Closed bicycle1885 closed 4 years ago
@jgreener64, any thoughts? Is PDBx/mmCIF enough popular to support in BioJulia? I have no idea.
You're right that the PDB standard format has switched to mmCIF. In my experience PDB is still the preferred format for people in the field, though that could be due to slow uptake of the new format.

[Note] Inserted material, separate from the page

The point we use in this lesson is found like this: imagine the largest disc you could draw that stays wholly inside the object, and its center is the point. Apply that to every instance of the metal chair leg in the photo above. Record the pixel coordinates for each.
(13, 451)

Writing a mmCIF parser for BioJulia has been on my wish list for a while but realistically I won't have time in the near future - obviously I would be keen to talk design and review code if someone else wanted to do it.
It's also worth mentioning the MMTF at this point, a new binary format supported by the PDB. I started a Julia encoder/decoder for it but didn't get round to finishing it.
Thank you, @jgreener64. I didn't know MMTF. It seems to be promising since text-based file formats are, yes, slow.
Anyway, I will take a look mmCIF further when I have time.
For the record, a mmCIF reader/writer is now implemented in https://github.com/BioJulia/BioStructures.jl.
mmCIF is implemented in BioStructures.jl, MMTF is in the works and PDBML is a "someday" feature. Any discussion on this can be continued at BioStructures.jl.
Thanks @jgreener64!
Since the Protein Data Bank (PDB) has switched the standard file format from PDB to mmCIF, it is desirable to support PDBx/mmCIF (and PDBML/XML). I couldn't find the formal description of the format but it seems to be simple judging from some example. If it is flat (it seems to be so), we can use Automa.jl to generate a parser for it. PDBML/XML is XML so I think it's easier to support it using EzXML.jl.